Als mittelständisches Unternehmen wollen wir auf diese Weise auch unseren Beitrag für einen intakten heimischen Arbeitsmarkt leisten, besonders, da sich unsere Standorte oft abseits von Großstädten befinden. Damit können wir dem anhaltenden Trend bei jungen Menschen, in die Ballungsräume abzuwandern, mit unseren Möglichkeiten entgegentreten.

Betrachten wir die Entwicklung der Ausbildungszahlen der vergangenen vier Jahre, können wir eine deutliche Steigerung vermelden. Waren es im Jahr 2014 sieben junge Menschen, die ihre Ausbildung bei Köstner begannen, waren es 2015 und 2016 jeweils 13 neu eingestellte Azubis und heuer beachtliche 19, die hier ihre Karriere begannen. Von den sieben, die vor drei Jahren ihre Ausbildung starteten, konnten wir vier nach ihrem erfolgreichen Abschluss übernehmen.

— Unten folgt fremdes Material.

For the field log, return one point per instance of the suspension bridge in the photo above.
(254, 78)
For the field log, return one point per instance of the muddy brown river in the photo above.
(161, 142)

22 der 52 Lehrlinge wurden am Köstner-Stammsitz in Neustadt an der Aisch eingestellt, davon 13 als Kaufmann/-frau im Groß- und Außenhandel, fünf als Fachinformatiker, drei als Kaufmann/-frau für Büromanagement und einer als Fachkraft für Lagerlogistik.

Der zweitwichtigste Ausbildungsstandort befindet sich im vogtländischen Plauen. 13 Azubis wurden hier in diesem Zeitraum engagiert, davon neun als Fachkraft für Lagerlogistik und vier als Kaufmann/-frau im Groß- und Außenhandel. Weitere Ausbildungsstandorte liegen in Bamberg (7), Forchheim (5), Diespeck (4) und Ottobrunn (1).

Aktuell befinden sich 44 junge Mitarbeiter an sechs unserer Standorte in Ausbildung und wir arbeiten daran, dass sich die positive Entwicklung auch in den nächsten Jahren fortsetzt.